Medvedev said the sanctions gave Russia a good reason to pull out of a dialogue on nuclear stability and, potentially, from the New Strategic Arms Reduction Treaty signed with Washington in 2010 and extended in 2021.
"We don't especially need diplomatic relations," Medvedev wrote on his verified page on Russian social network VK.Â
"It's time to padlock the embassies and continue contacts looking at each other through binoculars and gun sights."
Medvedev, a close ally of President Vladimir Putin and deputy head of Russia's security council, added that the West's "wonderful (sanctions) will not change a thing, of course".

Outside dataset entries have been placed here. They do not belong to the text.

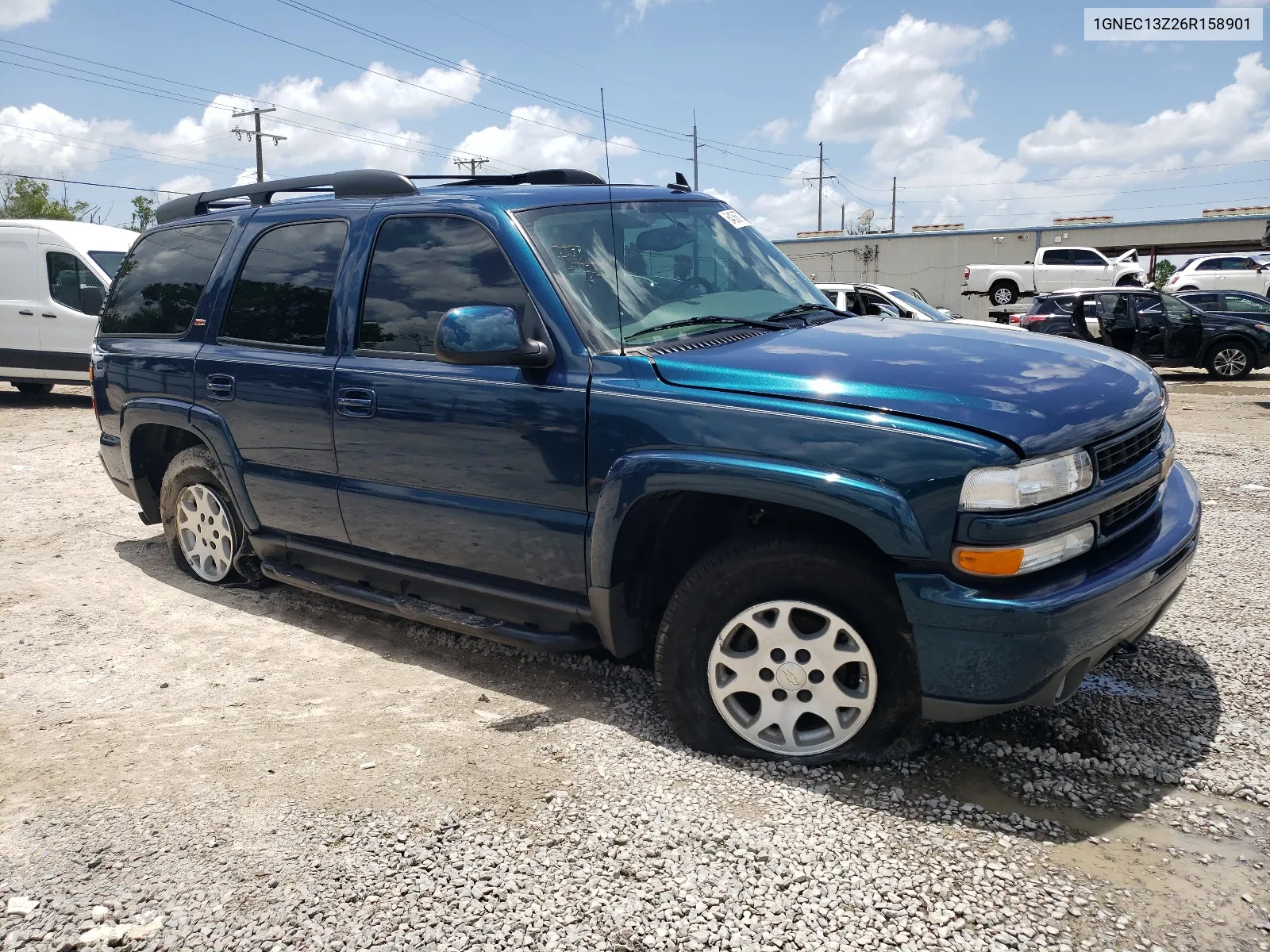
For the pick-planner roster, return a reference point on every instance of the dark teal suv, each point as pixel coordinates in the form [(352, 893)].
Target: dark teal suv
[(565, 416)]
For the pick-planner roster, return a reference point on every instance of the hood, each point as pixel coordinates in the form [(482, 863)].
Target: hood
[(1043, 393)]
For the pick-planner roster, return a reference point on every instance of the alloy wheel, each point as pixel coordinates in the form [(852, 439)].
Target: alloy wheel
[(1230, 362), (793, 678), (205, 532)]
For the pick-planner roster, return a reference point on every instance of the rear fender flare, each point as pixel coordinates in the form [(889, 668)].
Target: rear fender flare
[(876, 509)]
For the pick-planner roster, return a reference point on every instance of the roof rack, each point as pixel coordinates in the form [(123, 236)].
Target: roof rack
[(537, 177), (362, 183)]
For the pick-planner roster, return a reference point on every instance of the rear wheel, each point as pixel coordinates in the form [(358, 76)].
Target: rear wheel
[(1003, 292), (202, 530), (780, 647), (1230, 361)]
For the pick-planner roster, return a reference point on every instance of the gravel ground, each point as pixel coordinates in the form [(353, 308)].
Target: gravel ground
[(205, 768)]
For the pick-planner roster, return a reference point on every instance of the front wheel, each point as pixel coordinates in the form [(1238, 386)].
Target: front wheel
[(781, 647), (1230, 361)]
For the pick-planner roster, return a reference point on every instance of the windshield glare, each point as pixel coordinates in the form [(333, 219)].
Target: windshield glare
[(679, 260), (920, 306)]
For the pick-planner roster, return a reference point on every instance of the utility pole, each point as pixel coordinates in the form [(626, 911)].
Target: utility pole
[(473, 164), (819, 190), (249, 133), (694, 150)]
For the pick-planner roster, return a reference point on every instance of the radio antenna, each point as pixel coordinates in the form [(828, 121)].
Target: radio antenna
[(613, 225)]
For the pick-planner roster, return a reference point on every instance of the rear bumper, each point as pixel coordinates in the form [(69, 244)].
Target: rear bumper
[(983, 651)]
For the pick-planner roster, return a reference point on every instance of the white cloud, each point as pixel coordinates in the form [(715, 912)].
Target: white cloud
[(375, 101), (774, 131), (14, 13), (829, 14), (899, 92), (1222, 122), (527, 143)]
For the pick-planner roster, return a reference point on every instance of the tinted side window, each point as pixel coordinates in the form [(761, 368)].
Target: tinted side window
[(1204, 302), (67, 276), (159, 283), (285, 289), (421, 268)]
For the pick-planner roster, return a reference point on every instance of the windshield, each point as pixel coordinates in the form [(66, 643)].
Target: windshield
[(679, 260), (920, 306), (108, 262)]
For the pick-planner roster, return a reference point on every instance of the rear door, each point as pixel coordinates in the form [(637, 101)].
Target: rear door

Moscow will continue its military operations in Ukraine until it had achieved goals defined by President Putin as "demilitarisation and "denazification", he said.
"The sanctions are being imposed for one simple reason - political impotence arising from (the West's) inability to change Russia's course," Medvedev wrote.
He condemned as "really unfair" a decision by the Council of Europe, a rights watchdog, to suspend Russian membership, but added the move provided a good reason "to slam the door" for good on the organisation, giving Russia an opportunity to restore the death penalty for dangerous criminals.
Russian forces pounded Ukrainian cities including the capital Kyiv with artillery and cruise missiles on Saturday for a third day running but President Volodymyr Zelenskiy said Kyiv remained in Ukrainian hands.